1話:魔王戦から逆算する異世界生活
セルフリメイクで再連載します!
初めましての方も、2度目ましての方もようこそ!
読んでいただきありがとうございます!
「私の人生、ずっとこんな感じなのかな……」
最近なんだか上手くいかない。スマホを覗けば、華やかな大学生活を送る友人や、恋人ができた報告ばかり。進学する余裕もなく、高校を卒業してすぐに就職した私は、変わり映えのない繰り返しの日々に、溜息をついた。
とぼとぼと夜道を歩いていると、スマホの通知が鳴った。画面を確認すると、高校時代の友人からだ。
「『救済の聖女』覚えてる??あのゲームを元にした小説見つけた!読んでみて!」
(うわ!懐かし!!)
脳内に高校時代の思い出が蘇る。当時ハマった乙女ゲーム『救済の聖女』。聖女として覚醒した主人公がイケメン達と共に魔王を倒す王道展開だが、戦闘部分がなかなかシビアな作りだった。
乙女ゲームは好きだが戦闘部分が苦手な友人のために、レベル上げやボス戦はすべて私が代行してクリアしたものだ。RPGは好きだが、甘いイベントは照れくさくてスキップしてしまう私と、ストーリーを楽しみたい彼女は最高のコンビだった。

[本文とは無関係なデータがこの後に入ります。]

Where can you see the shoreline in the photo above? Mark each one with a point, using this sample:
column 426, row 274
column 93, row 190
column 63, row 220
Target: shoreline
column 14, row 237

そんな思い出のゲームを題材にした小説。どんなものかとリンクをクリックしようとした、その時だった。
――ドンッ!
「えっ!?」
真横から強い衝撃を受け、視界が回転する。突き飛ばされるようにして、私は道沿いの堀へと落ちた。
「ちょっと!? 誰……っ」
泥水を飲み込みながら叫ぶ。ここは酔っ払いがよく落ちる浅い堀のはずだった。だが、どれだけ足を伸ばしても底に触れない。
(まだ…こんな人生で終わりたくない……!)
何者でもないエキストラAのまま、行ってみたい場所もやりたいこともできず人生終了なんて嫌だ。しかしそんな願いも虚しく、意識が混濁し大きな気泡が溢れた。
*
「――おい! 聞こえるか!?」
次に目を開けた時、視界に入ったのは見知らぬ黒髪の青年だった。
「っ! ゲホっ、ゲホッ!」
「無理に話すな。大丈夫だ」
(助かった……、?犯人め、許すまじ…!絶対捕まえてやる……!!)
私は気力を振り絞って犯人が逃げた方向を指差し、再び意識を手放した。
*
「目覚めなさい、聖女ヴィリアリナ」
頭の中に響く声に目を開けると、そこは真っ白な空間だった。目の前には、ヴェールで顔を覆った神々しい女神。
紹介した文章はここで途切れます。